Конечно, успех предприятия перестройщиков был обеспечен в том числе и тем, что Советский Союз представлял собой четко централизованное государство, населённое дисциплинированными подданными, и тем, что его правители сумели использовать это при «перестройке». Закономерно, что впоследствии один из главных ее исполнителей (уже будучи в отставке за ненужностью), объясняя задним числом свою деструктивную политику (объясняя, впрочем, для благодарной зарубежной аудитории), тоже оперировал понятием «свобода» как символом-концептом: «Целью всеймоей жизни было уничтожение коммунизма, невыносимой диктатуры над людьми… Путь народов к действительной свободетруден и долог, но он обязательно будет успешным. Только для этого весь мир должен освободитьсяот коммунизма» (Горбачёв: «Целью моей жизни было уничтожение коммунизма» // Отечественные записки. – № 15. 19.08.10. – С. 16).
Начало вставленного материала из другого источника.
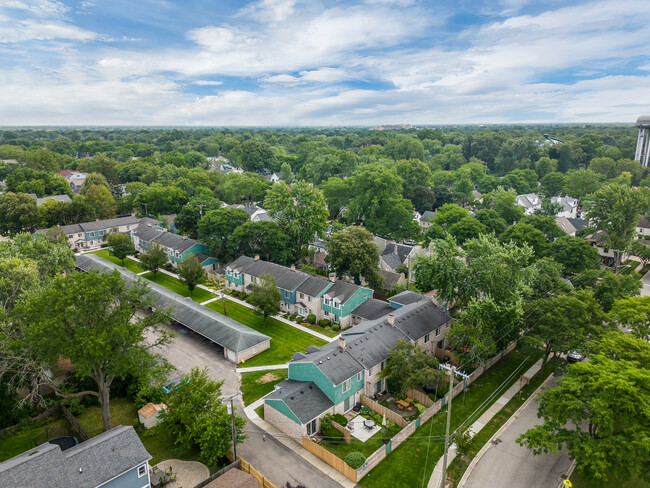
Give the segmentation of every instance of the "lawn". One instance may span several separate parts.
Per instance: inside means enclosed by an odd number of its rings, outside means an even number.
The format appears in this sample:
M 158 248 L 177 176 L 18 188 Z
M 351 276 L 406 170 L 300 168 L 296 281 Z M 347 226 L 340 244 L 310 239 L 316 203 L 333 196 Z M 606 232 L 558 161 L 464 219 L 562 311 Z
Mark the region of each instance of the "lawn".
M 208 303 L 206 307 L 223 314 L 221 300 Z M 240 366 L 267 366 L 269 364 L 285 364 L 295 352 L 305 352 L 308 346 L 323 346 L 326 342 L 307 332 L 302 332 L 279 320 L 269 317 L 264 325 L 264 317 L 248 307 L 231 300 L 227 301 L 228 317 L 247 325 L 271 337 L 271 347 L 257 356 L 247 359 Z
M 250 405 L 267 393 L 271 393 L 275 385 L 287 379 L 288 374 L 289 371 L 286 369 L 270 369 L 242 373 L 241 392 L 244 398 L 244 404 Z
M 343 437 L 341 437 L 340 441 L 338 439 L 334 442 L 324 440 L 320 443 L 320 446 L 324 447 L 329 452 L 336 454 L 340 459 L 345 459 L 345 456 L 354 451 L 359 451 L 364 456 L 368 457 L 383 446 L 384 441 L 388 442 L 391 438 L 396 436 L 400 430 L 402 429 L 398 425 L 389 422 L 386 432 L 380 430 L 366 442 L 361 442 L 356 437 L 351 436 L 349 444 L 346 444 Z
M 537 360 L 512 352 L 492 369 L 480 376 L 465 394 L 461 393 L 452 403 L 451 430 L 457 428 L 469 415 L 483 403 L 490 394 L 524 361 L 521 371 L 526 371 Z M 519 379 L 510 378 L 502 391 Z M 484 411 L 499 397 L 497 395 Z M 476 416 L 474 417 L 474 419 Z M 444 442 L 439 436 L 445 433 L 446 409 L 438 412 L 429 422 L 423 424 L 401 446 L 391 452 L 358 483 L 364 488 L 394 488 L 396 486 L 421 486 L 422 480 L 431 477 L 433 468 L 443 453 Z M 430 438 L 430 436 L 433 436 Z
M 102 259 L 106 259 L 111 263 L 117 264 L 118 266 L 122 266 L 122 261 L 117 259 L 115 256 L 111 256 L 111 253 L 108 251 L 108 249 L 100 249 L 99 251 L 93 251 L 89 254 L 96 254 Z M 144 271 L 144 268 L 140 265 L 140 263 L 134 261 L 131 258 L 126 258 L 124 260 L 124 267 L 129 271 L 133 271 L 134 273 L 142 273 Z
M 551 374 L 552 364 L 547 363 L 543 371 L 538 372 L 530 383 L 524 385 L 519 393 L 513 397 L 492 419 L 481 429 L 481 431 L 472 438 L 470 452 L 467 456 L 456 456 L 447 471 L 448 477 L 452 480 L 454 487 L 458 485 L 460 479 L 465 474 L 470 461 L 478 454 L 481 448 L 488 442 L 494 433 L 523 405 L 528 397 L 539 385 Z
M 117 425 L 133 425 L 138 420 L 138 410 L 128 398 L 113 398 L 109 410 L 111 412 L 111 423 L 114 427 Z M 102 411 L 99 407 L 86 407 L 76 417 L 90 437 L 95 437 L 104 431 Z
M 156 273 L 156 276 L 154 278 L 153 272 L 148 272 L 142 275 L 143 278 L 148 279 L 149 281 L 153 281 L 154 283 L 157 283 L 161 286 L 164 286 L 165 288 L 178 293 L 179 295 L 182 295 L 184 297 L 189 297 L 190 296 L 190 290 L 187 288 L 187 285 L 180 280 L 174 278 L 173 276 L 169 276 L 168 274 L 161 273 L 160 271 Z M 203 288 L 194 288 L 194 292 L 192 293 L 192 300 L 195 302 L 201 303 L 205 302 L 206 300 L 210 300 L 210 298 L 214 298 L 214 295 L 210 293 L 207 290 L 204 290 Z
M 584 479 L 577 471 L 574 471 L 569 479 L 573 483 L 573 488 L 650 488 L 650 483 L 640 480 L 636 475 L 632 476 L 627 483 L 621 483 L 613 477 L 609 478 L 607 483 L 597 483 Z
M 255 413 L 258 415 L 259 418 L 264 420 L 264 404 L 260 405 L 255 409 Z
M 0 462 L 29 451 L 49 439 L 70 435 L 70 432 L 68 421 L 58 416 L 5 432 L 0 436 Z

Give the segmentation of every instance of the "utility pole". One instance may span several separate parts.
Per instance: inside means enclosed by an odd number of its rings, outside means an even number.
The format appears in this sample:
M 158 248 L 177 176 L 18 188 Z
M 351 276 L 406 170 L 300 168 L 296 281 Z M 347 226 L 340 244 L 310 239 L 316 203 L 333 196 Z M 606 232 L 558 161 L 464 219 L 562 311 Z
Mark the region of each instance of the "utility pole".
M 440 480 L 440 488 L 445 488 L 445 478 L 447 476 L 447 453 L 449 452 L 449 428 L 451 426 L 451 397 L 452 397 L 452 391 L 454 389 L 454 371 L 455 371 L 455 366 L 452 365 L 451 368 L 449 369 L 449 398 L 447 399 L 448 403 L 447 403 L 447 428 L 445 431 L 445 455 L 442 458 L 442 479 Z
M 199 207 L 199 215 L 203 218 L 203 207 L 205 207 L 205 203 L 201 203 L 197 207 Z
M 232 404 L 232 398 L 230 399 L 230 404 L 228 405 L 228 413 L 232 419 L 232 455 L 233 461 L 237 461 L 237 433 L 235 432 L 235 407 Z

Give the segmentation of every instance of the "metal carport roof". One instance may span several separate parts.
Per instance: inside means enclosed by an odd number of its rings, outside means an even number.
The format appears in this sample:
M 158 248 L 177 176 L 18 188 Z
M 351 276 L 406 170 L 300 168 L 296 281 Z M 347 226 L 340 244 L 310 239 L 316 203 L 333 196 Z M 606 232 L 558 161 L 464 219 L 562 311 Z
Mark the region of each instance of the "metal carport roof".
M 220 346 L 236 353 L 245 351 L 270 339 L 269 336 L 257 332 L 236 320 L 199 305 L 189 297 L 182 297 L 164 286 L 146 279 L 141 279 L 135 273 L 102 259 L 95 254 L 82 254 L 77 256 L 77 268 L 83 271 L 95 268 L 105 273 L 111 273 L 113 270 L 117 270 L 127 281 L 135 282 L 141 280 L 151 288 L 150 295 L 156 300 L 157 308 L 171 308 L 171 318 L 173 320 L 202 335 L 206 339 L 216 342 Z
Понятие свобода концептуально весьма содержательно, а потому его вербальные воплощения усердно и успешно применяются в спекулятивно-пропагандистских операциях. В частности, «в демократическую эпоху кому-то в целях манипуляции сознанием плохо думающей публики потребовалось выдвинуть тезис о свободе слова. Но сегодня-то всякому человеку хорошо известно, что нынешний тоталитаризм СМИ похлеще советского» [Аннушкин 2009: 177]. Ведь априорно понятно, что «с точки зрения семантики “свобода слова” – это оксюморон, сочетание того, что изначально не сочетаемо. Идеологическое слово по природе своей не может быть свободным» [Коньков 2009: 89]. Так и слово демократия (зачастую как бы подверстываемое к слову свобода , что может основываться в том числе и на некоторой общности семантических компонентов [26] Ср.: « демократия – 1) форма политической организации общества, основанная на признании народа в качестве источника власти, на его праве участвовать в решении государственных дел и наделении граждан достаточно широким кругом прав и свобод »; « буржуазная демократия – форма государственной организации, при которой формальное равенство политических прав и свобод всех граждан прикрывает собой господство буржуазии над трудящимися» [МАС 2 1981, 1: 385].
) тоже является традиционно востребованным в словесном обеспечении политических затей – как в глобальном масштабе, когда агрессия в целях овладения природными ресурсами ведется под предлогом осчастливить кого-нибудь демократией, так и во внутригосударственном применении (и действительно, «демократия куда лучше, чем диктатура, если только парламентское большинство на нашей стороне» [Бёлль 1990, 2: 632]).
Собственно, гипертрофированно позитивная оценка Запада (например, в лице США) и, скажем так, не самая позитивная – России, известна сегодня и по публикациям, например, Л. Радзиховского в «Российской газете», учредителем которой является правительство Российской Федерации (см. [Палочкин 2006]).
Итак, эталон свободной страны обнаружен: он присутствует, как и следовало ожидать, в свободном мире . Оказывается, однако, что «когнитивный образ концепта [свободная страна] в русском, американском и немецком национальном сознании имеет общий признак – свободная страна не похожа на тюрьму » [Онищенко 2009: 98]. Такая антитеза вовсе не случайна.
…неприлично было бы забывать о громадном значении национального вопроса; – особенно в такой стране, которую справедливо называют «тюрьмой народов»…
Ленин. О национальной гордости великороссов [МАС 21984, 4: 435]
Небезынтересно теперь попытаться установить, каков определенный новейшими идеологами статус нашего многострадального и долготерпеливого Отечества.
Вполне возможно, что этот статус (точнее, идеолого-пропагандистский его стереотип) имеет довольно солидную биографию и тоже оказался выражен метафорически, а именно – тюрьма народов .
Наиболее вероятный исторический источник этой метафоры – сочинение француза А. де Кюстина «Россия в 1839 году» (эту книгу А. И. Герцен назвал «самой занимательной и умной книгой, написанной о России иностранцем» – цит. по [Ашукин, Ашукина 1986: 643]). Там говорится, в частности: «Империя эта при всей своей необъятности – не что иное, как тюрьма , ключ от которой в руках у императора… Жизнь тюремщика всегда представлялась мне столь похожей на жизнь узника… Обратите внимание на то, что в русском языке слово « тюрьма » означает нечто большее, чем в других языках [то ли дело – Бастилия или Тауэр! – А. В .]. Дрожь пробирает, как подумаешь обо всех тех жутких подземельях, которые в стране этой, где всякий с рождения учится не болтать лишнего, скрыты от нашего сочувствия за стеной вымуштрованного молчания» [Кюстин 1996, 1: 251]; «… Я вынес наконец суждение о Николае I… Это человек с твердым характером и непреклонной волей, – без этих качеств невозможно стать тюремщиком третьей части земного шара…» [Кюстин 1996, 2: 23].